Four late days were used
Note that for all of the following experiments, the following ground truth mesh was used.
For this, I used binary cross-entropy loss between the two tensors. I used the Pytorch
function BCELossWithLogits
as a more numerically stable version of running sigmoid and then binary cross-entropy. Sigmoid or a similar activation is required because the outputs of the network need to be constrained between $[0, 1]$. An example of fitting the voxel grid to an example is below
I implemented Chamfer loss using knn_points
. The first item returned by this function is the squared distance for each point in the first set to the closest point in the second set. The Chamfer Distance defined in "A Point Set Generation Network for 3D Object Reconstruction from a Single Image" would simply take the sum of both quantities. However, I found that to match the values returned by the pytorch3d
implementation, I had to normalize by the number of points in each set. Below is a fit point cloud.

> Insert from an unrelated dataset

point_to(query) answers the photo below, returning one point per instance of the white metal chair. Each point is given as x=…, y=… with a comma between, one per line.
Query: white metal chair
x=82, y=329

Here I simply used the mesh_laplacian_smoothing
implemented in pytorch3d
. Below is a fit point cloud with w_chamfer=1
and w_smooth=1
.
Here I used an architecture with eight layers of transposed convolution, which is also known as deconvolution. I started with a 1x1x1
spatial resolution and then expanded the spatial resolution while decreasing the number of channels in the following manner: (512,384,256,192,128,64, 32, 16, 1)
.
Intuitively, I began with singleton spatial dimensions because the features in the image embedding do not necessarily correspond to individual regions of the 3D scene. So we must reason globally at the early stages of the network.
The results were acceptable and were generally more blobby similar to the mean than they should have been. Three results can be seen below.
Prediction, ground truth, and image
For this model, I used a fairly simple architecture consisting of fully connected layers with ReLU activation. The hidden layer sizes were $(512, 1024, 2048, 4096)$ and the output size was $8193$, which produced $2731$ output points. I trained with a learning rate of $1e^{-4}$.
The results were generally quite good qualitatively. Three results can be seen below.
Prediction, ground truth, and image
For this task, I used a conceptually similar model to the point cloud task. However, I was having issues with underfitting so I chose to increase the model capacity. The final model had seven fully connected layers with the following dimensionality: (512, 1024, 2048, 4096, 4096, 2562 * 3, 2562 * 3, 2562 * 3)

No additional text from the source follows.